Tutti-magazine : Le 7 octobre 2013, vous avez fait vos débuts à l'Opéra Bastille dans Lucia di Lammermoor. Quelle impression vous a laissé cette expérience ?
Vittorio Grigolo : Ces débuts ont été incroyables ! Je nourrissais beaucoup d’attentes quant à ce rendez-vous car Paris est une ville que je porte dans mon cœur tant elle me procure toujours une émotion très grande. J’étais déjà venu chanter au Théâtre des Champs Élysées, mais je me demandais comment j’allais être accueilli à l'Opéra Bastille et si une bonne énergie allait passer entre le plateau et le public. Car c'est ce que je cherche à créer : une relation, une connexion directe entre le public et moi. Et c'est à vrai dire ce que j'ai vécu… J’étais également très enthousiaste à l'idée de chanter dans Lucia di Lammermoor car Edgardo di Ravenswood est un rôle que j’aime beaucoup. C’est un personnage très fort avec lequel j’ai une relation passionnelle, très intime même, en particulier dans la dernière partie de l’opéra. Edgardo se retrouve seul et il peut donc réfléchir et se dévoiler… J'ai éprouvé beaucoup de bonheur sur le plateau de l'Opéra Bastille et je suis ravi d’avoir obtenu un tel succès à l’issue des représentations. Pourtant, Edgardo n’est pas Lucia, le rôle-titre, même si Donizetti a eu un moment l’intention d’appeler son opéra Edgardo de Ravenswood !

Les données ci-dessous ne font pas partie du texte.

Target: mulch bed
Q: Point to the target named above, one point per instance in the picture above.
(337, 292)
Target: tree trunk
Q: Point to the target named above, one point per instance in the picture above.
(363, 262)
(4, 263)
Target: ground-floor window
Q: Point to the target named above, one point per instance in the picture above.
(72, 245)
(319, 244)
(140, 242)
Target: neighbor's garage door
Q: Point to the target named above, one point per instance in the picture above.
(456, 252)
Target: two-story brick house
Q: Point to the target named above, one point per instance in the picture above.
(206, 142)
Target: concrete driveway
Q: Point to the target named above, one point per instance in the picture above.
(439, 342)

La production d'Andrei Serban passe pour être éprouvante pour les chanteurs et la grande salle de l'Opéra Bastille impressionne bon nombre d'interprètes. Quel est votre point de vue ?

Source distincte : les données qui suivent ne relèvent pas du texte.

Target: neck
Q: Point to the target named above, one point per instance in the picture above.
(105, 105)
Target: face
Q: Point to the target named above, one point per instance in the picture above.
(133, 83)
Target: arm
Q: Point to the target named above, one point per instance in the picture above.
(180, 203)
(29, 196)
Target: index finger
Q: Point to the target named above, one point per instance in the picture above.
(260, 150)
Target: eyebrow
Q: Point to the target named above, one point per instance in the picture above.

Effectivement, la salle est très grande. Elle nécessite des voix bien projetées et bien entraînées qui passent facilement au-dessus de l’orchestre. Il est vrai que cette mise en scène est peut-être quelquefois un peu dure. Elle n’aide pas les chanteurs, avec la balançoire et les cascades à exécuter dans les cordes. En revanche, le décor est favorable aux voix. Aujourd’hui, les metteurs en scène ne respectent pas beaucoup les voix et utilisent des décors totalement ouverts où le son se perd. Pour cette Lucia, nous étions vraiment gâtés car le décor entoure tout le plateau. Le son revient donc aux artistes, la projection est favorisée et nous n'avons pas besoin de pousser la voix. Cela tombait bien car nous chantions tout de même du Donizetti et pas Aida ! Dans le Bel Canto, il est impératif de ne pas trop pousser la voix. Sur scène, j'ai pu faire des pianissimi que le fond de scène me renvoyait. Je me sentais donc à l’aise. Un chanteur à l'aise peut oublier la technique et se concentrer sur le côté artistique.

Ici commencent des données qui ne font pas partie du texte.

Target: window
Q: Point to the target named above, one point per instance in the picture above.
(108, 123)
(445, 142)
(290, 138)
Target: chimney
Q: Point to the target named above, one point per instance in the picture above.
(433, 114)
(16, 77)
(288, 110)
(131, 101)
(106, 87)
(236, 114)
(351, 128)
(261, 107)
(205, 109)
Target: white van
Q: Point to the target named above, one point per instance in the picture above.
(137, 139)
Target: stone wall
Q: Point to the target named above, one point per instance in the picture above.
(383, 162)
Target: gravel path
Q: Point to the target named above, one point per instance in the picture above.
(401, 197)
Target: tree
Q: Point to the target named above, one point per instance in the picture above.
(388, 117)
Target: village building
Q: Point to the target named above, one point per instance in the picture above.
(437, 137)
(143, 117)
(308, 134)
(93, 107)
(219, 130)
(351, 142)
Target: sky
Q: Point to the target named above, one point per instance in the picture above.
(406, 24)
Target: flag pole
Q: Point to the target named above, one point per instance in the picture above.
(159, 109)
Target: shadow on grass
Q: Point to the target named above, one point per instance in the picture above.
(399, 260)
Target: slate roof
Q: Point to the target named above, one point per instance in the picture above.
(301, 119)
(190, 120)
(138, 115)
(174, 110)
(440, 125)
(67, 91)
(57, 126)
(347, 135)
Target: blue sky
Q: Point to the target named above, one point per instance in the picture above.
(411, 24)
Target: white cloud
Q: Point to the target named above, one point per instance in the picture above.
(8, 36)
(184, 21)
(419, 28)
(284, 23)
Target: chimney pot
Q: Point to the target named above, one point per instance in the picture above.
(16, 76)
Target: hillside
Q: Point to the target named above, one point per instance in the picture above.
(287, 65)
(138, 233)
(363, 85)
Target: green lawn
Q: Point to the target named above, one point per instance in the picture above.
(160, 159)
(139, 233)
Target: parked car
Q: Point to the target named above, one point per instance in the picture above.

Vous êtes amené à chanter dans des productions assez traditionnelles ou, au contraire, très modernes des mêmes opéras. Où va votre préférence ?
J’adore les opéras et les mises en scène où l'on respecte le contenu du livret. Si ce sont des mises en scènes modernes, elles doivent avoir une signification, être porteuses d'une idée bien développée et assises sur une conception précise de la dramaturgie et de la chronologie des événements. Une mise en scène peut à la fois être moderne mais toujours respecter le classicisme et l’originalité du livret. Lorsque je choisis d'interpréter une œuvre, c’est que j'ai envie de la chanter et je tiens à connaître le nom du metteur en scène. Je ne signe en aucun cas pour un package mystère ! Avant d’accepter je me renseigne donc et, parfois, je trouve le travail du metteur en scène trop moderne à mon goût… Ceci dit, les budgets des maisons d'opéras font que ce sont souvent d’anciennes productions qui sont reprises. Dans ce cas, je sais à quoi s’attendre. On peut aussi visionner des vidéos avant d’accepter un rôle. Pour les créations, en revanche, je reste vigilant.
Faust, Roméo, Werther, Des Grieux et Hoffmann : vous chantez de nombreux rôles en français. Quel est votre rapport avec la musique et la langue françaises ?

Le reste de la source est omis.